How do you understand economic wealth creation and the Christian role in it?
Do you agree with Pope Benedict on wealth creation?
How does the stewardship statement of the Cape Town Commitment relate to your understanding of vocation?
Do science and technology contribute to your role in the stewardship of God's creation?
11.5 Professional ministry in the church
Professional paid ministry in the church, notably ordination, is an important and particular expression of vocation for some. The timing of offering for it, the whole question of personal gifts and experience qualifying for it, are major issues to address. Professional ministry of this kind may be outside the confines of the church, and also inside the church but preceding professional commitment to it. Theological education is mostly just that - beyond some minor particulars it cannot itself equip a person to lead a church and manage its affairs competently. It is Ian's observation that most effective management and leadership training probably occurs in teenage years, at school and maybe university, and not so much in management or leadership courses later on (though they can certainly help develop such abilities).
Two kinds of experience in particular are required for the ordained ministry: that of effective ministry in the church on the basis of gifts, energy, love and commitment as a lay person; and life experience involving the application of basic organisational, management and leadership skills in any context. The emphasis given to each will differ according to individual situations.
Of course, following theological training and ordination much experience remains to be gained on the job, and this too is critical.
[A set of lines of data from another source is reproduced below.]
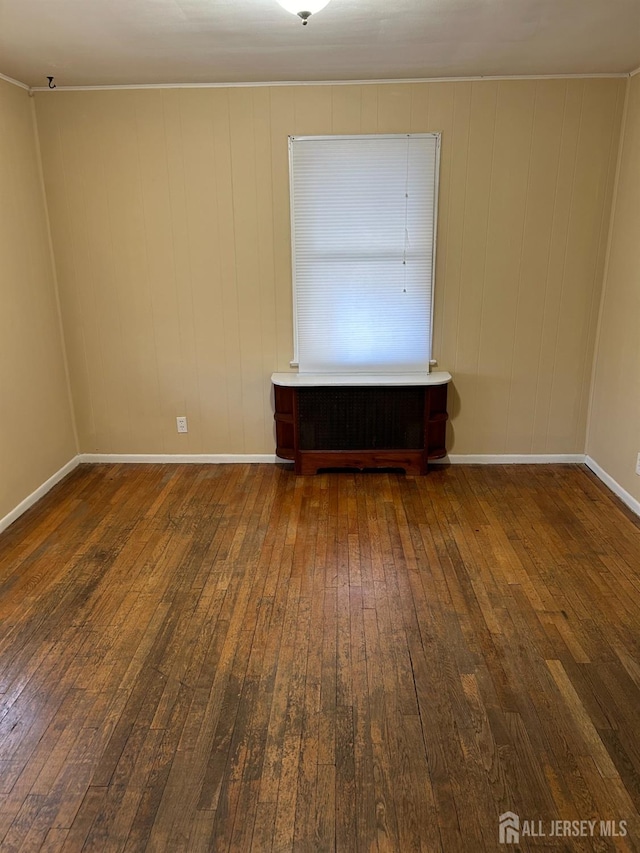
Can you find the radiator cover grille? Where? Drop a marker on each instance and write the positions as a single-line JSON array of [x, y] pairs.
[[370, 418]]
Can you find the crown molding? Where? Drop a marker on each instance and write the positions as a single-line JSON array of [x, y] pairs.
[[275, 83], [15, 82]]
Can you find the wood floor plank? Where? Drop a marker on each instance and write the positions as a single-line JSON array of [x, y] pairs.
[[233, 658]]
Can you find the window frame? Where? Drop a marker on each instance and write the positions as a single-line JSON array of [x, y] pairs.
[[437, 135]]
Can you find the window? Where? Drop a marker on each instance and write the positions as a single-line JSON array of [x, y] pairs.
[[363, 222]]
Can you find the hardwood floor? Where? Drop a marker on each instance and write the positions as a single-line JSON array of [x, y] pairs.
[[234, 658]]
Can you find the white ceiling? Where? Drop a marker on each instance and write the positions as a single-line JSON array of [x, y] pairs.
[[108, 42]]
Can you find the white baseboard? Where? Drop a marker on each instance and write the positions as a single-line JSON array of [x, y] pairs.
[[42, 490], [180, 458], [511, 459], [222, 458], [615, 487], [228, 458]]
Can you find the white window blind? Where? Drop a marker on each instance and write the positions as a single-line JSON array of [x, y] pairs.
[[363, 215]]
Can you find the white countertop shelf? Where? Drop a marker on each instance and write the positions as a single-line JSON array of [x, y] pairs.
[[315, 380]]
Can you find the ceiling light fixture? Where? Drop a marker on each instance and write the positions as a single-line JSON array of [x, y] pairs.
[[303, 8]]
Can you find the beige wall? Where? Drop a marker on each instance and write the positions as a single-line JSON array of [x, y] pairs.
[[170, 220], [614, 432], [36, 431]]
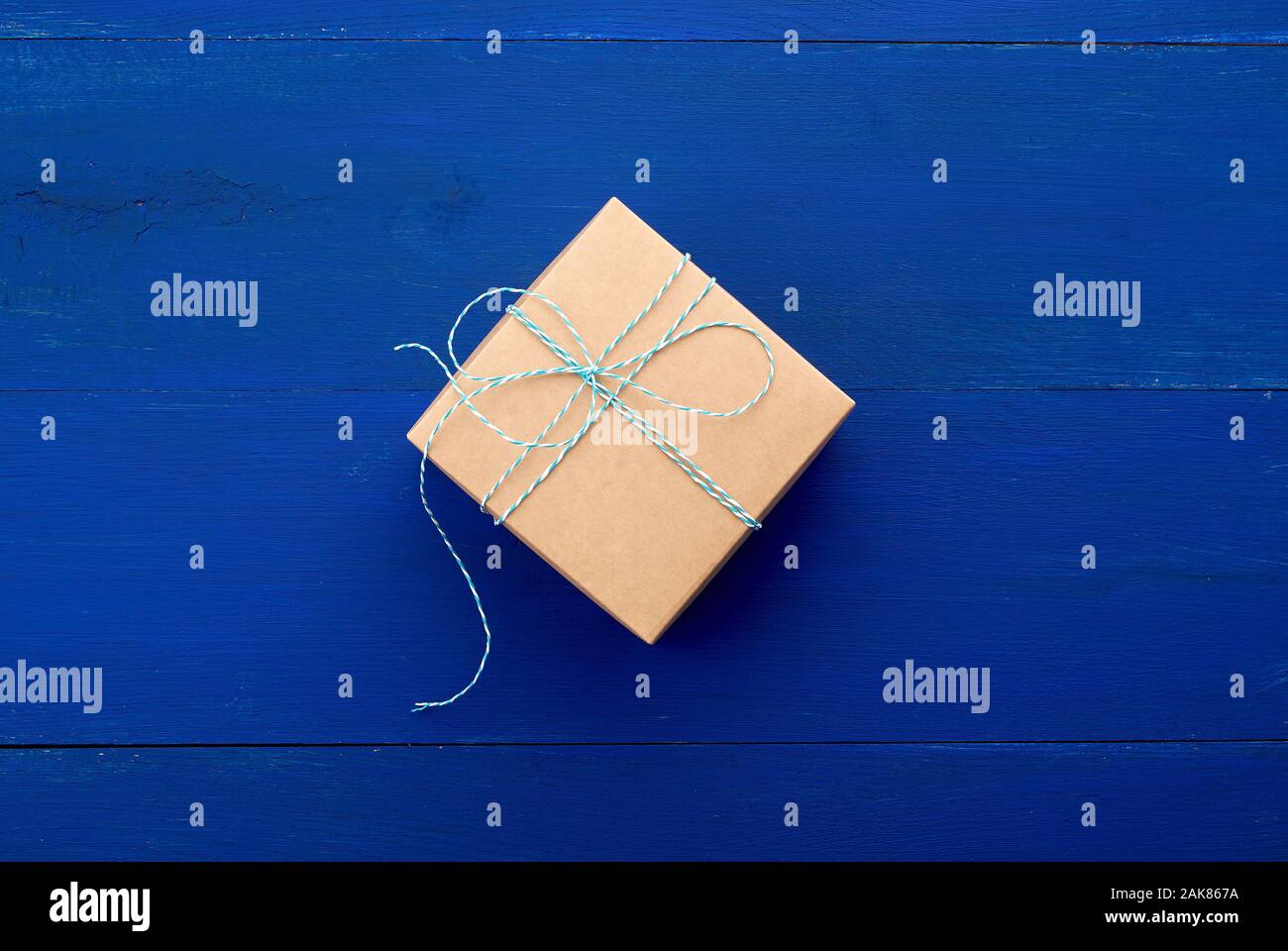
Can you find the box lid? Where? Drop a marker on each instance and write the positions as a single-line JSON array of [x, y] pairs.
[[623, 522]]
Today in the UK the Church of England is becoming less concerned about prior workplace experience. The reasons advanced are two-fold: 1) because they would like younger priests. 2) because it has been recognised that leading a church is not hugely similar to managing in a business. Many now think that the best preparation for church work is actually engaging with the issues in church work, learning from elders.
An objection to this is that a minister who has only ever done church work will not sufficiently understand the pressures, temptations and difficulties of daily life for most church members. The lack of worldliness and the shallow life experience is most likely to be considered alienating and limiting rather than suitable for a minister. On the other hand, workplaces differ. So wherever a minister comes from, he or she will have to establish credibility by listening and learning.
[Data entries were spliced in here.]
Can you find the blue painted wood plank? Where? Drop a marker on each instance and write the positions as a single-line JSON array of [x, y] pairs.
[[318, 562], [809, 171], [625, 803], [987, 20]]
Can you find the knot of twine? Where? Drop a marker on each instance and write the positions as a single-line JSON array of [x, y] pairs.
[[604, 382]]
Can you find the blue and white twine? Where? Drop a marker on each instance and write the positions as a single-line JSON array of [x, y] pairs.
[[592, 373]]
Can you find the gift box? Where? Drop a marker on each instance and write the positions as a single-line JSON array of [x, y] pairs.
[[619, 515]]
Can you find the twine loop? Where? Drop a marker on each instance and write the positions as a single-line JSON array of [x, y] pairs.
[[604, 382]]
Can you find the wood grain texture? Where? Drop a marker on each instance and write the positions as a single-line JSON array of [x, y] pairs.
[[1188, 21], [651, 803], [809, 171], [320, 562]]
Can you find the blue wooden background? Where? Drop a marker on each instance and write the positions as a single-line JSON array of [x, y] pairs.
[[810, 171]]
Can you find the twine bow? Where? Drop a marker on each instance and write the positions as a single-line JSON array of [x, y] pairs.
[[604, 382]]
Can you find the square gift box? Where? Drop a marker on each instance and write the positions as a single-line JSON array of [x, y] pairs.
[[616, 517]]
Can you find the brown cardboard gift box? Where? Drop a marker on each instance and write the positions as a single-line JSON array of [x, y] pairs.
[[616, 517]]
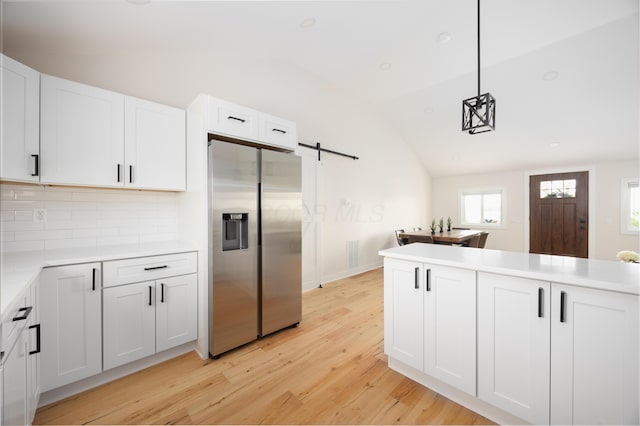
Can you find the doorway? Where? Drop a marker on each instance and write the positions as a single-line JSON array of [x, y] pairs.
[[559, 214]]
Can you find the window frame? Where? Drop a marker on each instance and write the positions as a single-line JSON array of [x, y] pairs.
[[483, 191], [625, 183]]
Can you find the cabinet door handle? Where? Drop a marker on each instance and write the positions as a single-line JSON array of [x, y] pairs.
[[151, 268], [540, 302], [563, 302], [231, 117], [25, 315], [36, 157], [37, 350]]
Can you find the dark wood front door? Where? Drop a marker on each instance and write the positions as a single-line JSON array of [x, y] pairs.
[[559, 214]]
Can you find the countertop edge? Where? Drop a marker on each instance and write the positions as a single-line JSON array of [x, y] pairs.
[[475, 259]]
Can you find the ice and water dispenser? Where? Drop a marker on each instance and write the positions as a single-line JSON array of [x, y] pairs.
[[235, 229]]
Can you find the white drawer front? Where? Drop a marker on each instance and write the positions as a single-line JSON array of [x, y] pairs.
[[138, 269], [278, 132], [233, 120]]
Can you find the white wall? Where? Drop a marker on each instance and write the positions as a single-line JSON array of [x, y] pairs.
[[84, 217], [605, 236]]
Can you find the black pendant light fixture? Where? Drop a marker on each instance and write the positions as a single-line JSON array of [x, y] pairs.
[[479, 112]]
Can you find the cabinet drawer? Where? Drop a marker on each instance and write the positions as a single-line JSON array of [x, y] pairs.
[[278, 132], [233, 120], [138, 269], [11, 329]]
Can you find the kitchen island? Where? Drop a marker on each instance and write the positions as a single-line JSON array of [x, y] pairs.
[[516, 337]]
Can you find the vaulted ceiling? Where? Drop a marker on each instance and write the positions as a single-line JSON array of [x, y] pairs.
[[564, 72]]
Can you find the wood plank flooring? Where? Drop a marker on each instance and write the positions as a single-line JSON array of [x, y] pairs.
[[331, 369]]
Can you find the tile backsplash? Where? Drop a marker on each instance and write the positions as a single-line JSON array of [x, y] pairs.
[[37, 217]]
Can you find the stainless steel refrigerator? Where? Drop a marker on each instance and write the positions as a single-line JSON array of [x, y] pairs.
[[255, 231]]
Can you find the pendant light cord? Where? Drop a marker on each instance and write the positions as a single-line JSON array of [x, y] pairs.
[[478, 48]]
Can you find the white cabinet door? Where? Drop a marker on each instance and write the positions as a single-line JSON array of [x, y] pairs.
[[155, 145], [450, 326], [14, 393], [403, 307], [278, 132], [594, 357], [514, 345], [129, 323], [237, 121], [176, 311], [33, 351], [20, 121], [71, 324], [82, 134]]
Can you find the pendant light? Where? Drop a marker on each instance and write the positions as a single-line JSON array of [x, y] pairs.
[[479, 112]]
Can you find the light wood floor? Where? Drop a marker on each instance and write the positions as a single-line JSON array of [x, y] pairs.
[[329, 370]]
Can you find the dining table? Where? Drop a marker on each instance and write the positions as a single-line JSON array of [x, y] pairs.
[[455, 236]]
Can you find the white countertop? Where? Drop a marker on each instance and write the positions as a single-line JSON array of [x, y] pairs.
[[19, 269], [600, 274]]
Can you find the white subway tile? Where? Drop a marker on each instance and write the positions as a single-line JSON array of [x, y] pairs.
[[24, 215], [12, 246], [109, 241], [43, 235], [70, 243], [7, 236], [7, 216], [22, 225], [22, 205]]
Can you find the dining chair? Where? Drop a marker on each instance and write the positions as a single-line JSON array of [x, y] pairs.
[[474, 241], [401, 241], [483, 239]]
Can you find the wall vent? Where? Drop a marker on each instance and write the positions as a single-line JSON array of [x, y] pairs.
[[352, 253]]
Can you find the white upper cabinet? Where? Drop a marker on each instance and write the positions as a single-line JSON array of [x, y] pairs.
[[20, 121], [240, 122], [82, 134], [233, 120], [278, 132], [154, 146]]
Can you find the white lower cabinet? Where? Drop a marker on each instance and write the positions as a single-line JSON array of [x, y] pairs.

11.5 Discussion questions (use with 11.4):
Do you sense any calling to ordained or other professional ministry? How?
What are the gifts you consider most important for such ministry?
How important do you think life experience is for such ministry?
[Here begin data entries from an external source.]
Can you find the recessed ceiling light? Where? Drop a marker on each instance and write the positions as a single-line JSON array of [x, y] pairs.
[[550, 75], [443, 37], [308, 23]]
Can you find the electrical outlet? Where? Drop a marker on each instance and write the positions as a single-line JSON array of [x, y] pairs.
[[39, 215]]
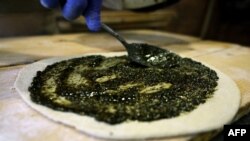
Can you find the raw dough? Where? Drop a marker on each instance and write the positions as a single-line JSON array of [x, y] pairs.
[[216, 112]]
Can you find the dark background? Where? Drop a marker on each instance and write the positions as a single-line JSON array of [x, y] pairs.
[[223, 20]]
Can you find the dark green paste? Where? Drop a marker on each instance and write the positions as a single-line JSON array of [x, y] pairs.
[[114, 90]]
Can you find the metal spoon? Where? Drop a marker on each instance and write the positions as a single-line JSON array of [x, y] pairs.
[[144, 54]]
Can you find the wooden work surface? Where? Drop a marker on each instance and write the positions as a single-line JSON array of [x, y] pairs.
[[21, 123]]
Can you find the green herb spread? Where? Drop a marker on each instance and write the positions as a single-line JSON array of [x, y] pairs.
[[115, 90]]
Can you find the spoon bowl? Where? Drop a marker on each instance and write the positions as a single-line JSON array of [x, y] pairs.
[[141, 53]]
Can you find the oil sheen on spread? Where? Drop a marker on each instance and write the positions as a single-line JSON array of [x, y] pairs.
[[116, 90]]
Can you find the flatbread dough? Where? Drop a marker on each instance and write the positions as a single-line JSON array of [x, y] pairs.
[[213, 114]]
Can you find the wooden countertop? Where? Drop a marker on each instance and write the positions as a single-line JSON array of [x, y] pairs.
[[19, 122]]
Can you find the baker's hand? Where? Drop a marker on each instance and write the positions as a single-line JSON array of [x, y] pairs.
[[71, 9]]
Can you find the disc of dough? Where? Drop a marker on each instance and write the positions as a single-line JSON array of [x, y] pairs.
[[217, 111]]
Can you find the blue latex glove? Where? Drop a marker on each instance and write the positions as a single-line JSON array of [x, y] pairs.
[[71, 9]]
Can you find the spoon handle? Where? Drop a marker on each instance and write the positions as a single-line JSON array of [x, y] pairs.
[[115, 34]]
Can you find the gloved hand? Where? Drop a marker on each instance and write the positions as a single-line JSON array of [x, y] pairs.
[[71, 9]]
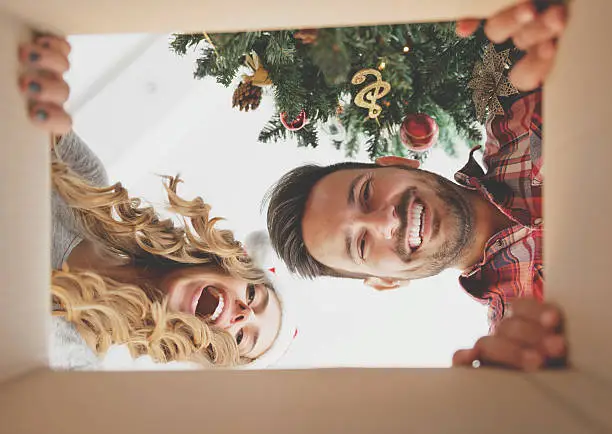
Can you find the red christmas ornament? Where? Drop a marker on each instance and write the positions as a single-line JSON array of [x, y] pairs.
[[419, 132], [297, 124]]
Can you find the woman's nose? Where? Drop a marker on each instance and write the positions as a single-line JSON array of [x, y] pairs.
[[242, 313]]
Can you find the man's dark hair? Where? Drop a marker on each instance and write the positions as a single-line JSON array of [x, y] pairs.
[[286, 205]]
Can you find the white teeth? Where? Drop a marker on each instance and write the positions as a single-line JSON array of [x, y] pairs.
[[219, 309]]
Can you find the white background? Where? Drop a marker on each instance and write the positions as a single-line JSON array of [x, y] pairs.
[[137, 106]]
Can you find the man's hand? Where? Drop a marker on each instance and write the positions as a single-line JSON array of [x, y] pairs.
[[532, 31], [530, 338]]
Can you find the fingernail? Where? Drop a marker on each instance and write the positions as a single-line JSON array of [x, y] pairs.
[[546, 51], [531, 360], [34, 87], [555, 345], [41, 115], [548, 318], [525, 15]]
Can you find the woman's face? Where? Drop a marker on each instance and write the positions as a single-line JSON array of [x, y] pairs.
[[250, 313]]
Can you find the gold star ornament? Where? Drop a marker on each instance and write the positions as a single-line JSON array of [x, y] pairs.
[[489, 82]]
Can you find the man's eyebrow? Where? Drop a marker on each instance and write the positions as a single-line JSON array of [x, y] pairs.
[[351, 193], [351, 202]]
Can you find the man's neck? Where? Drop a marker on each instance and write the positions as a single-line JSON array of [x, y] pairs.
[[488, 221]]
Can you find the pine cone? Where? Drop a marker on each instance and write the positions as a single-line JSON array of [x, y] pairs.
[[247, 97], [307, 36]]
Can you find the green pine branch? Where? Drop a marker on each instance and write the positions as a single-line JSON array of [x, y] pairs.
[[431, 77]]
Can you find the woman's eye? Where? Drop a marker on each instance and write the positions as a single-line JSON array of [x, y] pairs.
[[250, 293], [239, 336]]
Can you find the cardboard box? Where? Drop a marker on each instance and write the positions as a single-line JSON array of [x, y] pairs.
[[34, 399]]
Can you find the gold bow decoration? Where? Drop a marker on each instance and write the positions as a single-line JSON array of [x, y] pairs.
[[367, 97], [489, 82], [260, 75]]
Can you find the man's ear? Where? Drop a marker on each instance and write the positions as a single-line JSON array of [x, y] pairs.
[[381, 284], [392, 160]]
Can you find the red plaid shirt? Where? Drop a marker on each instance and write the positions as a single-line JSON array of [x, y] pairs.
[[511, 266]]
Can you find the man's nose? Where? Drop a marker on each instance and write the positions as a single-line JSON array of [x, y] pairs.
[[242, 313], [384, 222]]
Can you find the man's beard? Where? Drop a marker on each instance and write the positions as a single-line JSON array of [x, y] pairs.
[[461, 214]]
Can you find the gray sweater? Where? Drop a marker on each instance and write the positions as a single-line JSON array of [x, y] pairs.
[[68, 350]]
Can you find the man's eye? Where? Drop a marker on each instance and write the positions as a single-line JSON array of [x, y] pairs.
[[239, 336], [250, 293], [367, 191], [362, 247]]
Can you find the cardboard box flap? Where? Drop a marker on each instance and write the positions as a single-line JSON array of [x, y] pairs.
[[117, 16], [25, 228]]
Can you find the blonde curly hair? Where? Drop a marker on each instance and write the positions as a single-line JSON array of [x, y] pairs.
[[108, 312]]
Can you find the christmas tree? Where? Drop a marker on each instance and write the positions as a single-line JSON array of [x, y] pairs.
[[311, 72]]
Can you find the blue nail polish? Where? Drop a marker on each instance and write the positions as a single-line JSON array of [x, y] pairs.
[[41, 115], [34, 87]]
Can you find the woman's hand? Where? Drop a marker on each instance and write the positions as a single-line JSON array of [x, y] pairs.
[[531, 338], [44, 61], [532, 31]]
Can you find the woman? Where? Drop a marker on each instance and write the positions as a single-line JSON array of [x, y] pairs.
[[185, 293]]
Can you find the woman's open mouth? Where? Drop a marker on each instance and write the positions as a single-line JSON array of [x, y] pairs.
[[208, 303]]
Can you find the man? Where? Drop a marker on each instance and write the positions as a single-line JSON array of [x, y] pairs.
[[389, 222]]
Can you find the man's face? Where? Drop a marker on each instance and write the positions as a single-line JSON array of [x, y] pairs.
[[387, 222]]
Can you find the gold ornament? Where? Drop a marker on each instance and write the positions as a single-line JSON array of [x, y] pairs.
[[489, 82], [260, 75], [368, 96]]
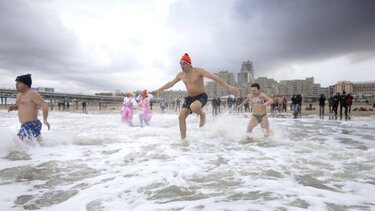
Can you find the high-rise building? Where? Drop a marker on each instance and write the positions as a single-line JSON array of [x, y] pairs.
[[268, 85], [245, 77], [216, 90], [304, 87]]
66 David Turner, sermon on Rom12:1-8 at All Souls 18/6/06.
66a Hore-Lacy I, Nuclear Power and Energy Sustainability, Science & Christian Belief, 23 (2), Oct 2011.
67 1 Cor 15:58
68 Matt 25: 14-30
68a Of course this question depends on how vocation is perceived at particular stages of life, and whether competing family priorities are major or minor. But applying gifts and abilities to opportunities in vocation should not be limited minimal norms set by employers, and should prioritise what we understand as our role in God’s kingdom. Also, for some people employment / work is a portfolio of different things, maybe including paid work, entrepreneurial endeavour with delayed rewards (if any), voluntary unpaid work, household management, and whatever.
69 Keep a matter of fact tone, avoid all hype, and check adjectives carefully. Make sure they under- rather than overstate your wonderful attributes!
70 2 Thess 3:6-15
70aLausanne Movement 2011: The Cape Town Commitment - A confession of faith and call to commitment, part I Confession of Faith, 7 Love for God's World; part II, Call to Action, IIB Building the peace of Christ.